For now, registering a new data source type with Eyer involves a manual process, the process is outlined below.
-
You need to be able to extract the metrics you want to monitor from the data source (application / system / sensor etc) and be able to store / send the data in JSON. This can be done by open source agents such as Telegraf or Prometheus, or by coding / scripting your own data collector.
-
The data output should be aggregated to a minimum of 1 minute. Lower resolutions are accepted. Example: you read a metric every 5 second, and aggregate it over 1 minute (select max, min, avg etc) before you output it.
-
The JSON output should have:
a. metrics metadata like name / id and aggregation (avg, sum, mean etc) and with Unix timestamps.
b. If you want to group metrics by area / type, this information should also be included (for instance CPU and RAM used is grouped under “Operating System”).
-
Send the data format and an example output file to Eyer, with an explanation of the format, metrics and the grouping you want to be applied. For more complex data structures (nested structures) we can also do a quick meeting to ensure compatibility.
-
Eyer will add the new data source mapping and expose the API for the new data source.

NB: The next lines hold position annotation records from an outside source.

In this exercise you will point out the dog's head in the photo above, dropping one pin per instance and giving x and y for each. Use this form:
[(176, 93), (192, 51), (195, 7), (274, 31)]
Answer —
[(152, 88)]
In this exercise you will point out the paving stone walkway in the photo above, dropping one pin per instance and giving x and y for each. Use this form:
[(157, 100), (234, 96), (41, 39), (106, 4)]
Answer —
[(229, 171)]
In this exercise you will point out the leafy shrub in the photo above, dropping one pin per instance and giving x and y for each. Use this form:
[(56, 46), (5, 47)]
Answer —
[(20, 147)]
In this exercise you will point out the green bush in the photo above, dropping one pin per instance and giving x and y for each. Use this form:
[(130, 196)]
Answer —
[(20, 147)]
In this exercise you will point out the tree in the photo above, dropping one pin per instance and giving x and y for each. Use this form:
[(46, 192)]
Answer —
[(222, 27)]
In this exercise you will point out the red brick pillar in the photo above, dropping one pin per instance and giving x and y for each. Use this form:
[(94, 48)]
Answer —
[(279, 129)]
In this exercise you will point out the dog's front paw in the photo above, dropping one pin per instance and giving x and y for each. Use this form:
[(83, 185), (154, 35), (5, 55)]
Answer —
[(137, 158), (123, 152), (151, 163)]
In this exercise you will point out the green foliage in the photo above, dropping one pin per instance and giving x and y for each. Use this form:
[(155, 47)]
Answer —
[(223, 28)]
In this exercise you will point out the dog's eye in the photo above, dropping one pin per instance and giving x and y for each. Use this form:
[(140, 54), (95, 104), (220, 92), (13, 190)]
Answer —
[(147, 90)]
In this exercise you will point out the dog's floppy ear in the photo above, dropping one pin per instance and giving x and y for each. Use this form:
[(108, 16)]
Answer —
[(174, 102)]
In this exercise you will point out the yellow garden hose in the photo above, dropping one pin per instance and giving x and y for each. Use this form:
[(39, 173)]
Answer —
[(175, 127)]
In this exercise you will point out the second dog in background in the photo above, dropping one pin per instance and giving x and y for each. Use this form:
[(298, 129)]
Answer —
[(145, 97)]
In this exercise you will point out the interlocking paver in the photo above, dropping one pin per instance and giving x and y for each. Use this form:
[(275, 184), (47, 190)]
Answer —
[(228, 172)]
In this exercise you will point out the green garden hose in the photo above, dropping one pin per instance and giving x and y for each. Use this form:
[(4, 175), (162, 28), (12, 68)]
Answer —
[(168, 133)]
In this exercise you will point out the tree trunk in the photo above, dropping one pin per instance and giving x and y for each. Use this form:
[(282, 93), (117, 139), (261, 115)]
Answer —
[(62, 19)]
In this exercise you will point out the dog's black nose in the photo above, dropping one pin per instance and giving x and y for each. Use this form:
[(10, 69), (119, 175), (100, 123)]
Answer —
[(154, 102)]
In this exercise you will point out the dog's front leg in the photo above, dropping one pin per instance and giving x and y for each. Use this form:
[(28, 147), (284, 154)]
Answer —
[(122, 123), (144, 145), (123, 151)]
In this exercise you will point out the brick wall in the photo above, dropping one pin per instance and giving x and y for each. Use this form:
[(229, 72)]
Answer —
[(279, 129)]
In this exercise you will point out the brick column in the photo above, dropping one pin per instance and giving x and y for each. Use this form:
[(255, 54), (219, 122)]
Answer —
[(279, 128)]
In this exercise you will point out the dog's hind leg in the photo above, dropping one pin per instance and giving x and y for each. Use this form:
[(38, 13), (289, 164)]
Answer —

Below you see an example JSON data structure, which is used to collect Boomi process performance metrics
{"fields":{"executionDuration_count":1,"executionDuration_max":46711,"executionDuration_mean":46711,"inboundDocumentCount_count":1,"inboundDocumentCount_max":1,"inboundDocumentCount_mean":1,"inboundDocumentSize_count":1,"inboundDocumentSize_max":4809,"inboundDocumentSize_mean":4809,"inboundErrorDocumentCount_count":1,"inboundErrorDocumentCount_max":1,"inboundErrorDocumentCount_mean":1,"outboundDocumentCount_count":1,"outboundDocumentCount_max":6,"outboundDocumentCount_mean":6,"outboundDocumentSize_count":1,"outboundDocumentSize_max":101008,"outboundDocumentSize_mean":101008},"name":"file","tags":{"atomId":"00bcb194-ed9a-44cc-8748-04a021659871","host":"DESKTOP-S01F7CP","processName":"FollowAnomalyAlert"},"timestamp":1722841500}
This is a flat metric structure, with a single grouping extracted from the “tags” section (processName and atomId form a unique identifier per process). The timestamp for the metric collection is provided in the Unix format.